Savaş politikaları, ırkçılıkla körüklenen göçmen düşmanlığı ve Kürt halkına yönelik saldırılar, hakkını arayan herkesin polis şiddetiyle susturulmaya çalışılması, derinleşen yoksulluk ve ücretli, ücretsiz emeğimizin sömürüsü, ekonomik krizin yoğunlaşmasıyla üstümüze yığılan bakım emeği yükünün gün geçtikçe artması, kadın katili erkeklerin cezasızlıkla ödüllendirilmesiyle körüklenen erkek şiddeti, dincilikle ve aile politikalarıyla örgütlenen LGBTİ+ düşmanlığı, kar uğruna doğanın ve kentlerin talanı, depremle beraber yıkılan şehirler, evlerimiz, sokaklarımız, hayatlarımız…Patriarkal kapitalizmin yol açtığı yıkım saymakla bitmez. Bizler bu yıkıntıların ardından mücadelemizden aldığımız güçle birbirimize söz verdik; bu ülkeyi yeniden kuracağız!

Öfkeliyiz, yastayız!

Biliyoruz, 8 Mart 1857’de New York’ta dokuma işçisi kadınları fabrikaya kilitleyerek katledenler ile bugün depremde halkı göçük altında ölüme terk edenler, bankaların para kasalarını çıkarmak için vinç yollayanlar, halkın emeğinden çalarak halka çadır satanlar aynı sermaye egemenliğidir. Hayatlarımızı yok sayan erkek egemen devlete karşı tek güvencemiz mücadelemiz, tek güvencemiz birlikteliğimizdir. Yaşamlarımızdan ve birbirimizden vazgeçmedik, vazgeçmiyoruz!

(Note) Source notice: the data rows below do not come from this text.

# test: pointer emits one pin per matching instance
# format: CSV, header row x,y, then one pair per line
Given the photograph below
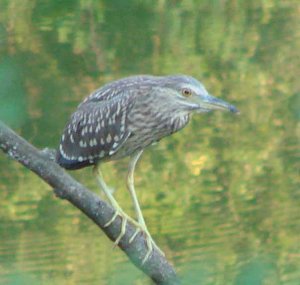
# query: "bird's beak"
x,y
210,103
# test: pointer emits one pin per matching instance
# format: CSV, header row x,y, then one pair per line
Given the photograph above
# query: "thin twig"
x,y
66,187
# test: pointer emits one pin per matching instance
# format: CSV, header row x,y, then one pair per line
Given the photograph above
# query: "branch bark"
x,y
66,187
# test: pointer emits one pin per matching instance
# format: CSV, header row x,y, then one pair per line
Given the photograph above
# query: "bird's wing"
x,y
95,131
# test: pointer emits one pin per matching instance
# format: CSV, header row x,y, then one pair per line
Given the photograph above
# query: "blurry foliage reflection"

Biz kadınlar insan hayatının bu denli değersizleştirildiği, pandemisinden depremine her büyük krizde bakım emeğinin üzerimize yıkıldığı, bedenlerimizin, kentlerimizin ve doğanın her bir parçasının rant alanına dönüştürüldüğü bu düzene tahammülümüz yok! Her 8 Mart olduğu gibi bugün de sokakları, meydanları dayanışmamız ve itaatsizliğimizle kuşatıyoruz. Bugün kadın ve trans cinayetlerine, nefret yürüyüşlerine, doğa talanına, savaşa, afeti katliama dönüştüren rant politikalarına karşı bir yaşam zinciri kurduk. Bu zincirin halkaları Hatay’daki kadın dayanışmasını büyüttükçe, deprem bölgelerindeki kadınların ihtiyaçlarını toplumsal talepler haline getirdikçe artacak. Birimizin daha kirpiği düşmeyene kadar mücadele etmeye devam edeceğiz. Buradan sesimizi duyan her kadının deprem bölgesine gelerek ya da olduğu yerden bu zincirin bir halkası olmaya davet ediyoruz.

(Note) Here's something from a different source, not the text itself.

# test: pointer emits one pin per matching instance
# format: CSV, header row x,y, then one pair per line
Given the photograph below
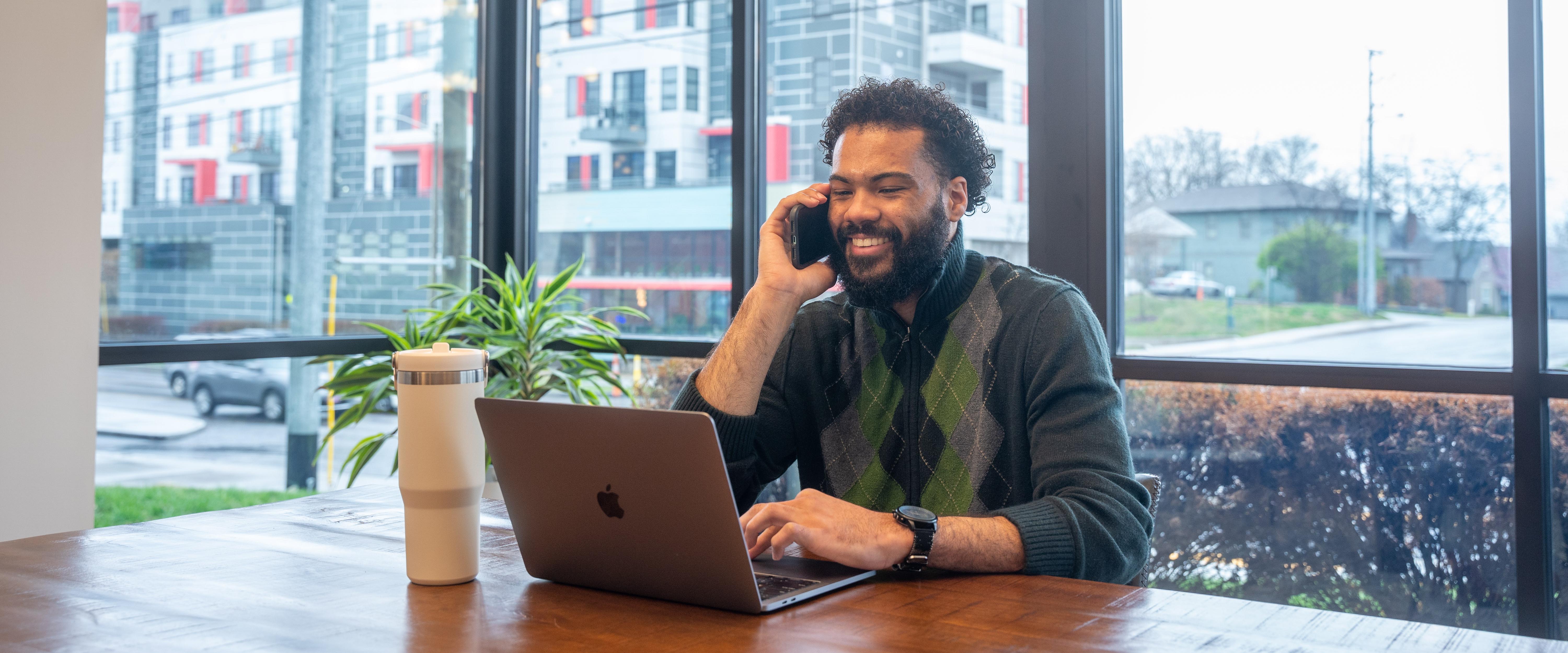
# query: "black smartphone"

Yaşasın Mücadelemiz, Yaşasın Kadın Dayanışmamız

 

Kadın Savunma Ağı olarak Dursunlu Köyü, Aşağıokçular ve Yeşilpınar Mahallesi’nde de kadınlarla etkinlikler yaptık. Kadınların sözü elden ele diyerek yaptığımız etkinlikte üç mahallede açtığımız pankarta kadınlar taleplerini, deprem sonrası yaşadıklarını ifade eden sözler yazdı. Kadınların bir araya geldiği etkinliklerde güncel ihtiyaçlar tekrar edilirken kadın dayanışmasıyla bugüne kadar neler yapıldığı konuşuldu. Dursunlu Köyü’nde gündüz başlayan etkinlik Aşağıokçular ve Yeşilpınar Mahallesi’ni gezerek akşam sona erdi.